TNA Wrestling set for new beginning on TV with fledging cable network Destination America
Kurt Angle has had plenty of time to shine his Olympic gold medal or re-watch his greatest matches in TNA Wrestling. On the shelf for most of 2014 with injuries, Angle's future was as uncertain as the wrestling promotion he's led for most of the last decade.
Angle and TNA are set to reintroduce themselves to the pro wrestling world on a national stage.
TNA Wrestling has long reigned as the distant No. 2 promotion in the United States, yet had never positioned itself as a true threat to topple WWE and its sizable grip on the sports-entertainment industry.
TNA — short for, Total Nonstop Action — had been in limbo as it searched for a cable network for most of last year and lost franchise stars Sting and A.J. Styles to other promotions. Like a wrestling champ in a main event, TNA has kicked out on the two count to make it into 2015, ready for a fresh start on the Destination America network.
Bobby Roode defends the TNA Championship against Bobby Lashley on the debut edition of "Impact Wrestling" live Wednesday night from the Manhattan Center. "Impact Wrestling" will move to its regular Friday timeslot next week on Destination America.
Out of action since April, Angle promised a major announcement on Wednesday's debut.
"It looks like I'll be wrestling here sooner rather than later, if that gives you a hint," Angle said, chuckling.
The entire roster has been on hiatus since October after TNA wrapped up its old TV deal with Spike with a series of taped shows. TNA president Dixie Carter said TNA's No. 1 focus is on the TV-14 rated "Impact." It has put domestic touring on hold and will slice pay-per-view events down to "a couple when they make sense from a storyline standpoint," she said.
Carter said TNA wants to scale back on the crash-TV elements of a bygone era (like when a wrestler was kidnapped by ninjas) and return to quality matches and more sensible angles.

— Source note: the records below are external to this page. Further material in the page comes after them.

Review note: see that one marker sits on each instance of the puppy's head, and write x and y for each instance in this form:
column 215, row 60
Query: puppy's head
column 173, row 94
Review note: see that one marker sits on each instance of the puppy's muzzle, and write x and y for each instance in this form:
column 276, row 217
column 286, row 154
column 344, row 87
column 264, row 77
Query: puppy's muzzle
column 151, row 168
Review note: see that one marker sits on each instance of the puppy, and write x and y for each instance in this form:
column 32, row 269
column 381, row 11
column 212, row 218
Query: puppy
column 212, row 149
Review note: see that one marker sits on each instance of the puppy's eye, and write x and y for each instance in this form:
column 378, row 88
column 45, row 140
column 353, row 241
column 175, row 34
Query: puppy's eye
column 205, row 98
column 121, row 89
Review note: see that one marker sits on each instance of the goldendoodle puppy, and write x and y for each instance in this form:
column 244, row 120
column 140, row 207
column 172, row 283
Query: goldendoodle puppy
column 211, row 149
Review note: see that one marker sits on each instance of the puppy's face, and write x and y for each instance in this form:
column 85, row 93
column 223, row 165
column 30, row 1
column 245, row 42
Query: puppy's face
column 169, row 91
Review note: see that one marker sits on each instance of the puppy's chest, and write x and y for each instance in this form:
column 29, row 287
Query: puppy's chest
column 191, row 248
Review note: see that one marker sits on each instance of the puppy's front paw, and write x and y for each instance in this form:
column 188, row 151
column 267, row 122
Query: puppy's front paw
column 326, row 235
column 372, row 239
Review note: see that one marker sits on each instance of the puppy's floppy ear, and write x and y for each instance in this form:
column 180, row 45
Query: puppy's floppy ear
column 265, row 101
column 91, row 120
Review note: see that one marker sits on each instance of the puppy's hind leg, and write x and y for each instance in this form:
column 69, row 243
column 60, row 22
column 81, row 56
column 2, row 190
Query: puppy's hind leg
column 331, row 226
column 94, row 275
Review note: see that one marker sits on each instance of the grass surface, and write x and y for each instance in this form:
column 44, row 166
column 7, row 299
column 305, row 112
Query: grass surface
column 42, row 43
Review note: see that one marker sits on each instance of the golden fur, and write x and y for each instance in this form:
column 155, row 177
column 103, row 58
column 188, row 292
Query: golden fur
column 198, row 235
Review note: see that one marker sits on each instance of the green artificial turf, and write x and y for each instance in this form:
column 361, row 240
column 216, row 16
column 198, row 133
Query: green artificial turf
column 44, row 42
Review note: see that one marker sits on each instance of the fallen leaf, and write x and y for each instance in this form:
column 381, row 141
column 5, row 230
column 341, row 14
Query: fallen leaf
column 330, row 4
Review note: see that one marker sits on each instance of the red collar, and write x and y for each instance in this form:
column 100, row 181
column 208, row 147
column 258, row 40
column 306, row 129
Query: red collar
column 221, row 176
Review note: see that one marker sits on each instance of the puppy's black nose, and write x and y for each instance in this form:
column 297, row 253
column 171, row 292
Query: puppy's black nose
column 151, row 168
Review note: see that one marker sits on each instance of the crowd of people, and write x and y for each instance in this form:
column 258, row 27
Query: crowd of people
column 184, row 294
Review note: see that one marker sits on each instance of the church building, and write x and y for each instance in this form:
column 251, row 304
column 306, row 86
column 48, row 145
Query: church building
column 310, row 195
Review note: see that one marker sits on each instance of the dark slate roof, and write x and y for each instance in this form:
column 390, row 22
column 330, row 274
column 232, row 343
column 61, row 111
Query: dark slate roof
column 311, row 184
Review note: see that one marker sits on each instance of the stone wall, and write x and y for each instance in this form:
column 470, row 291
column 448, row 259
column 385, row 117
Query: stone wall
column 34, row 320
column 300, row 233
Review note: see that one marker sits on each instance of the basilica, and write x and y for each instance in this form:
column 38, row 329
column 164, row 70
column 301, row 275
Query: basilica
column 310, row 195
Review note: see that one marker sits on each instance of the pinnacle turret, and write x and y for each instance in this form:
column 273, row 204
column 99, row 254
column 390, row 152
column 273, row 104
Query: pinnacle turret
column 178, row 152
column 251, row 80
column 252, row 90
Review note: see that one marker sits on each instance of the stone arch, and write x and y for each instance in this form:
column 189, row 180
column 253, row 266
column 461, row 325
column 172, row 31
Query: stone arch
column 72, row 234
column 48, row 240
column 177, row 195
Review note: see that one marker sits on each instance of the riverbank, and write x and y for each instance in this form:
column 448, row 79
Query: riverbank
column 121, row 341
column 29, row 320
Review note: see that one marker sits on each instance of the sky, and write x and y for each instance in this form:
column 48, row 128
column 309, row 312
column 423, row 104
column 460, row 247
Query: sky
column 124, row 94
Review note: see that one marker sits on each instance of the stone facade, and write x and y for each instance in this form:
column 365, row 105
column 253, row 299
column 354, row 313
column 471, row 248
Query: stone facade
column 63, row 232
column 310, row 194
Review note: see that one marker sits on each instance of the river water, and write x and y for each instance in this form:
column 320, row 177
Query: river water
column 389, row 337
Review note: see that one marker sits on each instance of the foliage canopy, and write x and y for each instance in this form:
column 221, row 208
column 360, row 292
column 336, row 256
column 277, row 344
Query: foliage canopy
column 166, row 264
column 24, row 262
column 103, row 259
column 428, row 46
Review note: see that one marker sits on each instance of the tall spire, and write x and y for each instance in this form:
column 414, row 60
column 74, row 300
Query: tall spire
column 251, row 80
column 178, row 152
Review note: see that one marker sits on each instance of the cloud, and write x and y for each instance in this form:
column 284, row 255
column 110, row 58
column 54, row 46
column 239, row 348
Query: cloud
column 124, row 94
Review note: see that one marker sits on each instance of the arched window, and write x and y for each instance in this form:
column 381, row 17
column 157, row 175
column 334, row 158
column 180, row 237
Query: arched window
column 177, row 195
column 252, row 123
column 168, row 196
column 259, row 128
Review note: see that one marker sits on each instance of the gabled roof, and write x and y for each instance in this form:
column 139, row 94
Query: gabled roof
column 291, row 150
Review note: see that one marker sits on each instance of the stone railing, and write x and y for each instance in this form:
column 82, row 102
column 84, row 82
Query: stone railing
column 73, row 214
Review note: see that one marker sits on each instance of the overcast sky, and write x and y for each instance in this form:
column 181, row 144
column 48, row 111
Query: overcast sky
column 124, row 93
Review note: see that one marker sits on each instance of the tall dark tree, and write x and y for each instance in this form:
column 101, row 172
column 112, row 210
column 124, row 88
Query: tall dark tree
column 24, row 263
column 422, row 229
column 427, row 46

Carter, who will miss Wednesday's taping to represent the network at the Television Critics Association conference, said "Impact" will include more input from social media and incorporate elements of reality TV.
"We're going to pull the curtain back and have cameras where they've not been before," Carter said. "You're going to see some changes that will help the viewer feel a stronger connection to the show and the characters. It will be a new way of watching it compared to what we've had in the past."
TNA Wrestling aired on Spike for nine years but failed to gain anywhere close to WWE's 3 million to 4 million viewers on Monday nights. It shuffled times, aired live and promised big surprises; nothing worked. The biggest failure was TNA's ability to capitalize on what little drawing power former WWE stars like Hulk Hogan, Ric Flair and Kevin Nash had left in the tank during their ill-fated runs with the company.
"Carter bid against herself and paid a fortune for veteran names rather than position the younger or homegrown talent as the stars," Prowrestling.net editor Jason Powell said. "Creatively, they failed to position the veteran names in a way where they were passing the torch to the younger wrestlers."
Angle was one of the few former WWE stars to deliver four-star matches and boast the name recognition needed to promote TNA to a global audience. The 1996 220-pound freestyle wrestling gold medal winner in the Atlanta Games has scaled back his professional commitments for TNA and will wrestle only occasionally this year. Angle was granted his release from his WWE contract in 2006 and signed later that year with TNA.
"I had an incredible career at WWE," Angle said, "but my career has actually been better in TNA."
Roode, Lashley, Jeff Hardy, James Storm and Samoa Joe are all positioned as TNA main eventers for 2015 and an alliance with United Talent Agency has the company owned by Panda Energy International hopeful of expanding its talent beyond its unique six-sided ring.
Unlike Spike's wide reach on most cable providers, Destination America is available in just under 60 million homes since launching in 2012 and airs shows such as "Hillbilly Blood" and "Ghost Asylum."
"Of course, it's a small concern," Carter said. "But the most important thing is, how important are we going to be to them and what are they going to do to build our brand using the muscle of Discovery."
For starters, TNA is expanding beyond the flagship "Impact" show and will have programming on Saturday mornings.
While WWE found success with "Smackdown" on Friday for years, the night is typically a graveyard for viewership and the 800,000 or so viewers TNA had dipped toward on Spike would be considered a booming success on Destination America.
"We felt there was an audience coming to Friday already looking for wrestling and we expect them to find 'Impact,'" said Marc Etkind, general manager of Destination America. "What we like about the wrestling audience is, it's an all-American audience."